Be sure to determine which type of hinges you need before beginning the installation.
- Let's suppose the hinge is a loose-pin hinge. In this case, the hinge must be mounted so that the pin can be removed from the top. Most hinges can have the handing reversed. There are only a few hinges that cannot have the handing changed. To reverse the handing, remove the pin and the plug, turn the hinge over but still assembled and replace the pin in the top and the plug in the bottom. The handing is then reversed.
- In the top figure the doors are mounted on the same side, but one door opens in while the other door opens out. Even when mounted on the same side, the door that opens in takes a left-hand hinge while the door that opens out takes a right-hand reverse hinge.
- In the bottom figure both doors are mounted on opposite sides, but the door that opens in requires a right-hand hinge while the door that opens out requires a left-hand reverse hinge.
- The outside of a door is the corridor side of an interior door and the outside of an exterior door.
- Stand on the outside of the door. If the door opens into the room to your right, it requires a right-hand hinge. If it opens into the room and to your left, it requires a left-hand hinge.
Fire is a real risk in any building and many aspects of building’s construction are made to take that risk into account and door hinges are no exception.
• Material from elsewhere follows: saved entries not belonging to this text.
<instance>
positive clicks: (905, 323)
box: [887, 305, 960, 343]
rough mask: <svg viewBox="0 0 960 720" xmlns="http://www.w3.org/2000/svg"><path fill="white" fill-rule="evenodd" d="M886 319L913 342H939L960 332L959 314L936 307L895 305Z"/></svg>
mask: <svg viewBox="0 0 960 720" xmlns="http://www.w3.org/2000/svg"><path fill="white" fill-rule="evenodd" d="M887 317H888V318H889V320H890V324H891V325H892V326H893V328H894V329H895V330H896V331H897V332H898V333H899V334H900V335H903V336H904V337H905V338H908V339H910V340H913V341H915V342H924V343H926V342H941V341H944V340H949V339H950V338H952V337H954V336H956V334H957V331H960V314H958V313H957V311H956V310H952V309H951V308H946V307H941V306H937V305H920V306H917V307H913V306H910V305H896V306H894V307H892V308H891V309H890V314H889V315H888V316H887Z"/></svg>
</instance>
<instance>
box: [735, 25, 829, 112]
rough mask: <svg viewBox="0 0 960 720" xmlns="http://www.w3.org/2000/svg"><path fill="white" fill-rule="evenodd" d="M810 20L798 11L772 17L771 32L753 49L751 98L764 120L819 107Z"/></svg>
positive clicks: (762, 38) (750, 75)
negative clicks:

It is important for example that all aspects of fire doors function well, and it’s important that all pathways that fire, smoke, and gases could use to spread in a building are covered. For these reasons you may want to check when selecting door hinges that they're suitable for fire door use, have been fire tested, and that they can accommodate the addition of intumescent material. All hinges used on fire-rated doors must include a fire-rating label. While industrial users tend to be more likely to be impacted by this requirement, home owners may discover that the door leading in the garage to your home requires fire-rated hardware.
A manufacturer’s warranty on hinges is also a sign of quality in the hinges you choose.